Politicians and parties venturing into this world of no rules or restraint of any kind, most often found its uncontrollable nature and flexibility frustrating, tiresome and irritating. Television channels began to feed on Facebook posts to fuel their debates and provoke retaliations from opponents to spiral forward the never-ending polemics of party politics. In this virtual society of anonymous, yet vehemently opinionated, individuals from all over the world, no issue could be discussed at length, nor could any allegation be cleared or questions answered; what was needed were instant reactions and constant updates to keep one’s constituency alive and hooked to the campaign. Most leaders resorted to a troupe of trollers ready to pounce on any comment that could potentially harm their side. With the institutionalisation of trolling, the social-media sites become virtual battlefields of words and images, diatribes and abuses that constantly spilled over to television and newspapers.
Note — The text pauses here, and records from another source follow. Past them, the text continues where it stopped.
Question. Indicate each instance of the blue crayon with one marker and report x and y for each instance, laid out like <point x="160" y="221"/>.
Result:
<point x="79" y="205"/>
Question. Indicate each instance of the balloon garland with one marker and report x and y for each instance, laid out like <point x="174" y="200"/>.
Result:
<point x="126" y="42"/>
This trend marked a definitive shift in how Kerala’s citizens engage with politics: it was a shift from street-side speeches to YouTube videos, from posters on paper and cloth banners to flex and digital imageries on every conceivable surface, from graffiti on walls to posts on Facebook walls, from wayside teashop arguments to social-media chats, and from gossips and rumours to trolls. This shift is from the locally produced, circulated and controlled communication flows to global digital networks. Nothing remains local and regional here; edges bleed and everything flows into everything else. And every tweet, WhatsApp message, SMS or Facebook posting is potentially addressing a global audience, not just the voters in Kerala but also the Malayalee diaspora scattered all over the world. It is the latter who more vehemently took sides and added fire to the polemics. From what used to be a one-way flow of appeals and promises, pronouncements and claims from the party centres and leaders to the masses, it now became a multiverse of many-way flows with no edges or limits; it flows from anywhere to everywhere. An inadvertent word, an unconscious gesture, a callous promise or allegation, thrown at any point of time during the last two decades of televisual history could be quoted back to life to haunt the present.
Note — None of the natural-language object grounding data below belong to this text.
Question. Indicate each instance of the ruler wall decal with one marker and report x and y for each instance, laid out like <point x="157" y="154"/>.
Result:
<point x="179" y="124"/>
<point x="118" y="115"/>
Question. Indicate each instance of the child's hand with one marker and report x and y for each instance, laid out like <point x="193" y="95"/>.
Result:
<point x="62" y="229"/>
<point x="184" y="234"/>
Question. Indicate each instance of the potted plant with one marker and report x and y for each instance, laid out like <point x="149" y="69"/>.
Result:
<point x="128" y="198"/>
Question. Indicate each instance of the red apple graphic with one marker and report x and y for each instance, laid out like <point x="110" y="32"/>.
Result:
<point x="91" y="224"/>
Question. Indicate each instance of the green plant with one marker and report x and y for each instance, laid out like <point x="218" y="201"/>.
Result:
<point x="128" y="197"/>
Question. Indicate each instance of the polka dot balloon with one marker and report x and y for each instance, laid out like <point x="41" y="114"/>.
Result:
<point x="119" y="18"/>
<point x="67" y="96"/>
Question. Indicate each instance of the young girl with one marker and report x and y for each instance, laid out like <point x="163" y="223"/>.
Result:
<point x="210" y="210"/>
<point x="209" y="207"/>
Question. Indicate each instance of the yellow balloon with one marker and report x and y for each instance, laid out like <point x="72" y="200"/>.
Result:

Do all these social-media interventions and expressions deepen our democracy, by involving more and more citizens in political debates, thus forcing political parties and leaders to listen to diverse opinions and thereby contribute to informed decision-making? Or is it just a never-ending cacophony of highly polemical views and individualised opinions directed more at virtual targets to score immediate points? How is this shift of political engagements from the physical to the virtual shaping public agenda in India today? Will these now-virtual energies, expressions and dissent eventually overflow on to the streets and blossom there as has happened in many other countries? Though the scene is fuzzy at present, the recent Kerala experience tells us that these surely are the questions that are going to decide the tone and tenor, and the depth and feel of democratic engagements in India in the coming years.